You’ve probably heard of ChatGPT.
But in case you’ve been living in the woods and just returned to civilization: AI is eating the world. Tech companies are projected to spend about $400 billion this year on infrastructure to train and operate AI models.
Marketing has been wholly swept up by the new zeitgeist. Suddenly, all any marketing leader or any exec wants to talk about is those big two letters: AI. How can it make us better, faster, leaner.
Here at BT, we’ve had plenty to say about AI. We’ve dedicated blogs to the topic. More than one. Actually, more than two.
But today, we wanted to do something different. We wanted to talk about what marketing leaders should give a s**t about, besides from AI. Because despite the hype and the froth, our em-dash-addicted overlords aren’t everything… yet.
Here are three trends you shouldn’t take your eye off if you want to be ahead of the B2B marketing game.
- The Migration to Private Networks
Public reach is shrinking. LinkedIn engagement is down. X is a wasteland of bots, porn and conspiracy theories. Facebook is grandmothers posting their cats.
Meanwhile, real buyer conversations have moved behind closed doors — into Slack groups, WhatsApp threads, Discord servers, and niche communities.
If you sell to professionals, odds are your next customer is already asking peers for vendor recs in a channel you can’t see. These are the new trade shows — small, trusted, and human.
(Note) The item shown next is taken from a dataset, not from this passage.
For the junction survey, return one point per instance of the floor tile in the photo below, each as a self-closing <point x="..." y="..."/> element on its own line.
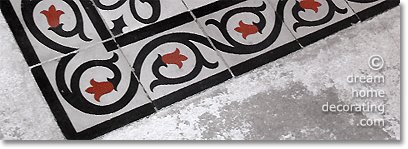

Smart marketers are learning how to show up there without spamming: joining communities as contributors, sponsoring with value, and listening before piling in with their pitch.
All responsible B2B brands will need to keep doing traditional social. It’s the bread and butter, it’s keeping the lights on. But the new reality of social networking is less like a broadcast network, and more like a coffee shop with conversations you should be trying to slide into. - The Great Middle-Funnel Collapse
Here at BT, we’ve produced a thousand pretty funnel diagrams over the years. Not long ago, we always had a nice fat oblong between awareness and intent. That oblong is shrinking.
Today’s buyers binge everything – analyst reports, Reddit threads, your case studies, your competitors’ case studies – all in one sitting. They hash it out with ChatGPT while they’re sat on the sofa. They self-educate until they’re nearly done buying, then only then do they show up.
And what they want is a white-glove demo… not a nurture sequence.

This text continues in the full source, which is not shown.